S.R.K. also said Shawn touched H.A.L. most often. (Id. at 116.) H.A.L. agreed. When Nalley asked how it occurred, H.A.L. said Shawn kneeled on the floor beside her bed, pulled her pants and underwear down, and placed his mouth against her vagina. (Id. at 116-17.) When asked how it felt, H.A.L. said it felt good. (Id.)

H.A.L. described awakening during the night at the new house, going downstairs to the living room, seeing Shawn touching S.R.K. who was asleep on the couch, and watching as he pulled down S.R.K.'s pants, put his mouth to her vagina, and licked it. (Id. at 112.) H.A.L. related this incident three times during the interview, as if she was telling a new story each time. (Id. at 117.) In one telling, she made a gasping noise, saying that Shawn heard her make the noise and said she better not tell anyone that he did this, and if she did he would give her a big spanking. (Id. at 118-19.) Nalley also asked S.R.K. if Shawn told her not to tell about what he was doing, and S.R.K. said Shawn said if she did, he would slap her face. (Id. at 119.)

Nalley showed the girls photographs of their bedroom, they confirmed that S.R.K. slept on the upper bunk during her visits and H.A.L. slept on the lower. (Id. at 113.) Without being asked a question S.R.K. pointed to the upper bunk and said that's where Shawn touched me. (Id.) Nalley asked how Shawn touched her; S.R.K. pointed her index finger to the rungs at the head of bed and said that he climbed up, lay down with her, and placed his mouth against her vagina. (Id. at 113-14.)

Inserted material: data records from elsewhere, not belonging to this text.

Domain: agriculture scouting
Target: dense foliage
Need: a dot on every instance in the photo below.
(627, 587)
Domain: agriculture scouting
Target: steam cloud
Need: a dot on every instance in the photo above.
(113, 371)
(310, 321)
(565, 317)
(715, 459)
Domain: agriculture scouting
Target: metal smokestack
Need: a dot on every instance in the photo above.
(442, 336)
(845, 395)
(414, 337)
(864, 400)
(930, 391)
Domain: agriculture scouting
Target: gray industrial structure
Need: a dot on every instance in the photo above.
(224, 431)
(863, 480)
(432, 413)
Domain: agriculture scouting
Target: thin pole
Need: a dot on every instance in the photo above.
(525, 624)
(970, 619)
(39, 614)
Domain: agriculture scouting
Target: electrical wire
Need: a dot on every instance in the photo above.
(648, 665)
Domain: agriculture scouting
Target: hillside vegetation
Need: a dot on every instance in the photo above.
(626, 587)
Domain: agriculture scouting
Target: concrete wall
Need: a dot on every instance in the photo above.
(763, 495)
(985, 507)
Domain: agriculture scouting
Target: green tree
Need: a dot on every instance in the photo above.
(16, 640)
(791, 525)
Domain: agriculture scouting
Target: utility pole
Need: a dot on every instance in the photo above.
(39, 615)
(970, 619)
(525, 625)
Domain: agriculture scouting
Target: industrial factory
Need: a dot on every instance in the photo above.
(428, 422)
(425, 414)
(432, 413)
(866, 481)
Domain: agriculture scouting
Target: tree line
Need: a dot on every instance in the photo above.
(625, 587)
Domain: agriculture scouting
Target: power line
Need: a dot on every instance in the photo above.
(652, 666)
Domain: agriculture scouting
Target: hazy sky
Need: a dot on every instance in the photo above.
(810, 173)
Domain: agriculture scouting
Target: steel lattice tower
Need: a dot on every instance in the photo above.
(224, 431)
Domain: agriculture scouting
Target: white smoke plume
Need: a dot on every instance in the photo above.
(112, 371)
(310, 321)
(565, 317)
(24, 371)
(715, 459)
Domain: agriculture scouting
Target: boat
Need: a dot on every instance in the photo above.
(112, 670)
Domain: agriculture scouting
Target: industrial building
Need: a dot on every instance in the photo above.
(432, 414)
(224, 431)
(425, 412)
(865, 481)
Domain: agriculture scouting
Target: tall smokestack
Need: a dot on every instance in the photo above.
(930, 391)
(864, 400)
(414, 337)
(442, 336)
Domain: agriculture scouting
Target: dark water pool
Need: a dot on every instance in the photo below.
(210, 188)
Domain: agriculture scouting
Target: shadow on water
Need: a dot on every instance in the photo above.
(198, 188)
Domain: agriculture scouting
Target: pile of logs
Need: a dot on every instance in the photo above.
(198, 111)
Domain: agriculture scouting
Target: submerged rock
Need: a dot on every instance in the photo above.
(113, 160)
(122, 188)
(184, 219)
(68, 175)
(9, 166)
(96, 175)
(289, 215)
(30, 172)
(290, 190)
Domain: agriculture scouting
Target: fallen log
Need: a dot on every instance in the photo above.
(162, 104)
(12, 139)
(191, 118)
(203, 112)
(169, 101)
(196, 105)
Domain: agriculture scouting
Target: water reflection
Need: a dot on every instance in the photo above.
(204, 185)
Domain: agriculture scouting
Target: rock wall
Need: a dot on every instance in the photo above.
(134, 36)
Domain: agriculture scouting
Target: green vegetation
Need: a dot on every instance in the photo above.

S.R.K. then made a statement that H.A.L. had been touched by Shawn in A.V.'s bedroom, and H.A.L. said "yes." (Id. at 114.) Nalley then asked H.A.L. whether Shawn touched her in A.V.'s bedroom and she said "no." (Id. at 115.) He went on to name other rooms in the house, each time asking if Shawn had touched her in them; H.A.L. replied "no" to each room until Nalley mentioned her bedroom, and said "yes" to her room and the bottom bunk, and "no" to the upper bunk. (Id.)

Nalley also asked H.A.L. how many times Shawn had put his mouth to her vagina and she said a few times and that it only happened at the new house. (Id. at 120.) He asked S.R.K. whether Shawn had his shirt or any clothes off or on when he did this; she said that a couple of times he had his shirt off but most of the time he was wearing his shirt. (Id.) H.A.L. said that he was always wearing his shirt. (Id.) Nalley also clarified with S.R.K. where the touching occurred; she indicated in her top bunk and that in that bunk he touched her vagina with his hand, mouth and private, meaning his penis. (Id. at 121.)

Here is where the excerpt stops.